Martirena also discussed the expansion of organic urban agriculture in Cuba.

“Rather than talking about housing, at the municipal level I like to talk about development. And development integrates everything. When you give someone a house, you have to give them a job, otherwise they will move from that place. But you also have to secure food for them. So organic agriculture is important. It's the same for health and education, everything is integrated. In Cuba, we don’t separate housing from the local development strategy in the municipalities. We have a holistic approach for development. This is why the municipalities are the core of our approach.’’


Martirena's research team was called in to respond to the crisis caused by hurricanes Gustav, Ike and Paloma.

Thanks to Cuba's renowned hurricane response system, only seven people died from the hurricanes. However it has suffered $10 billion in damage and totally or partially destroyed more than a half a million homes.

Before the storms, there was already a housing deficit of 600,000 homes. Martinera said the Cuban government has helped as best it can, but lacks the resources needed to properly rebuild.

“It's really complicated because, on the one side, it has to make decisions that bring quick results. However the quick answers to the problem aren’t necessarily the best answers. The government has distributed 2 million square metres of corrugated roof, the same type that was blown away during the hurricanes. [While it is solving the immediate problems] with the next hurricane, you will have the same problem again.’’

“In Cuba we have to build houses that are hurricane safe, but again this is very complicated. You have to have a very heavy roof that won't be blown away in a hurricane. The only way to have a heavy roof is to have a flat slab, and a complete slab requires Portland cement, aggregate, steel, which is all very, very expensive. When you are talking about the massive amount of housing Cuba requires, you would need three times the production capacity of Cuba to build them. We have no way of meeting the cost.’’

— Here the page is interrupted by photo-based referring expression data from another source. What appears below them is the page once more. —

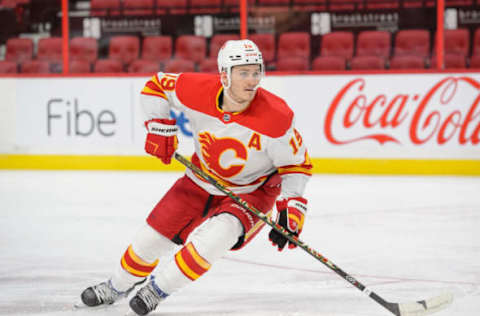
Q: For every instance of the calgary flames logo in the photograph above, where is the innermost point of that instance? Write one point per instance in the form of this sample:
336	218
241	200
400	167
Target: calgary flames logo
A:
213	148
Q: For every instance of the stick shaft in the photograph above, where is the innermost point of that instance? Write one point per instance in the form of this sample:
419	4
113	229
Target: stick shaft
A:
187	163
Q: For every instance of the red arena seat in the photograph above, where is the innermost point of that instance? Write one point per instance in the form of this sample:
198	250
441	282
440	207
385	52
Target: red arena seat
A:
338	44
476	42
407	62
178	65
310	5
80	66
451	61
138	7
8	67
457	42
108	66
208	65
218	40
157	48
266	44
124	48
367	62
104	7
382	4
144	66
19	49
458	3
171	6
374	43
475	62
345	5
205	6
191	47
412	42
50	49
84	48
35	67
234	5
329	63
294	44
292	64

Martirena added that ``in the aftermath of disaster, you need urgent action. There is a lot of chaos, people don’t know what to do. They are afraid, their houses collapsed, the whole system has collapsed, nothing works, there is no electricity, phones, nothing. In the eight most effected municipalities, we set up fully operating workshops, in less than three weeks. This was a record... Now the government has seen our scheme and now it has realised that it too can very quickly disseminate the technology across the country.’’

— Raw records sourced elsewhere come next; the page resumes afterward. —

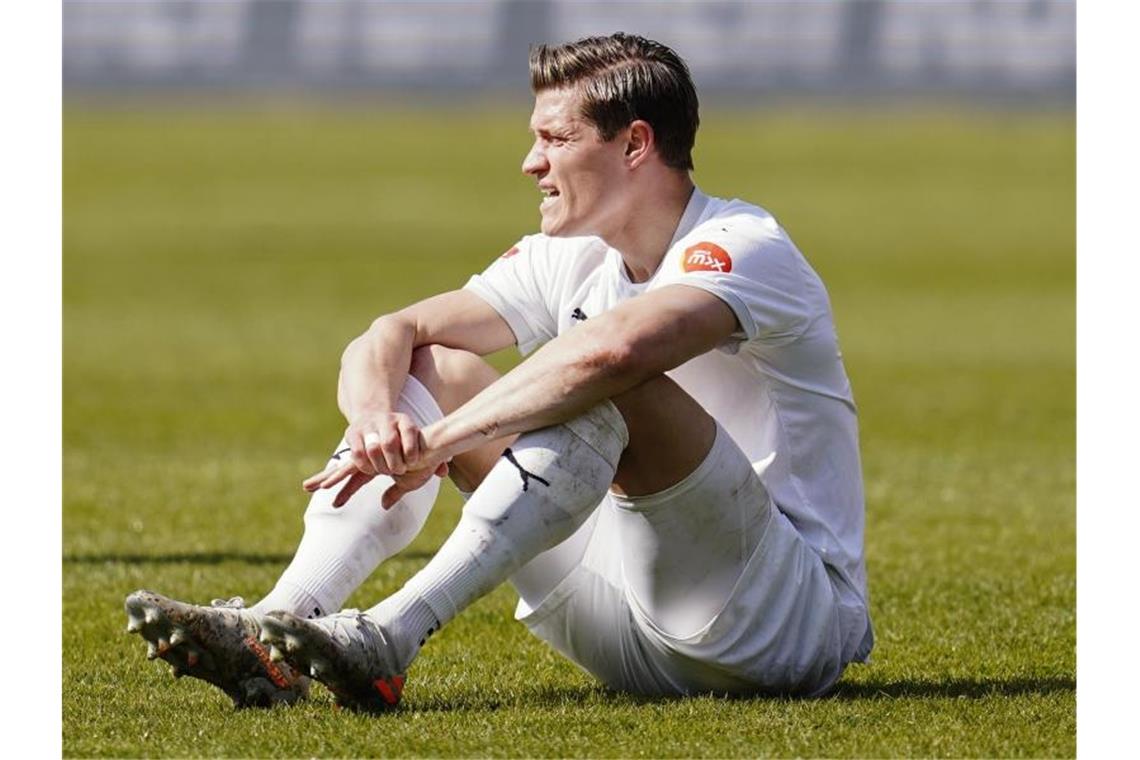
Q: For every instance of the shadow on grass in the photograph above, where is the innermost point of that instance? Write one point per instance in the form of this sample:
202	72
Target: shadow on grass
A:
952	688
200	558
898	689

Martirena described how the revolution in 1959 paved the way for the cooperation and solidarity that has enabled Cuba's sustainable community-orientated approach.

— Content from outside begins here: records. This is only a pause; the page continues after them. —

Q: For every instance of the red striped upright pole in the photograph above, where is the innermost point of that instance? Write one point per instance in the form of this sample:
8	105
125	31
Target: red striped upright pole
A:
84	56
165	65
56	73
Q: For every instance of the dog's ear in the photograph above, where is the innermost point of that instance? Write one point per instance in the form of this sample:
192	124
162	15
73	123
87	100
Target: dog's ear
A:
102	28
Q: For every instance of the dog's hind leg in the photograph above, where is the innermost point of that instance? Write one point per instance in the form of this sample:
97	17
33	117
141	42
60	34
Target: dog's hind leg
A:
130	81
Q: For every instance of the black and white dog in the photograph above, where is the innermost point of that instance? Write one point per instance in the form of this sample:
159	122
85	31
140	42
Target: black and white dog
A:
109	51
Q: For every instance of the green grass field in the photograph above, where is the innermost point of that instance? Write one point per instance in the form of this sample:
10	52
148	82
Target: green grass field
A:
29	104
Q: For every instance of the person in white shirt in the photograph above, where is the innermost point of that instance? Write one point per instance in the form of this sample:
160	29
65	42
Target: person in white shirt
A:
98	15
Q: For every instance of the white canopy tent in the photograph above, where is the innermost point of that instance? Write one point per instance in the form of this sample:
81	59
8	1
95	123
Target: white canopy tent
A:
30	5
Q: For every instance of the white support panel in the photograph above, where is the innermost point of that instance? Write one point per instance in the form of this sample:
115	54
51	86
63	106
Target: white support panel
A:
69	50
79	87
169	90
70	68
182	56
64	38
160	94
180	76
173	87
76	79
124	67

“You go to the hurricane-affected regions and witness people who have lost everything and you see them helping others. This is a result of a society where you try not to see others as your enemy but as your friend. It's very beautiful... You can see this in Cuba, especially in the frightening situations when you have a natural disaster.

“The goal and the dream of the Cuban Revolution was to create the so called new man, as Che Guevara said. [While we may have failed to create a `new man’] we ... have been able to create a people that has far more solidarity than any other country in the world.’’

 ``Contrary to what people say, our political system works. People in Latin America may have the right to vote, they can go out into the streets and say `I hate oppression’, but at the same time when they go to the hospital they have to pay, when they go to school they have to pay and they cannot afford to do that. In Cuba you have free education, you have free health care, you have freedoms. I'm not a member of the Communist Party, I choose not to be and I don’t have any hassles.

“You cannot forget the US embargo, we are a besieged country and everything depends on how this can change in the future. I hope that the new US government will listen to the many countries pushing for it to drop the embargo. If this happens it would bring a tremendous change to the economy.’’

[A shorter version of this article appeared in the December 3, 2008, edition of Green Left Weekly.]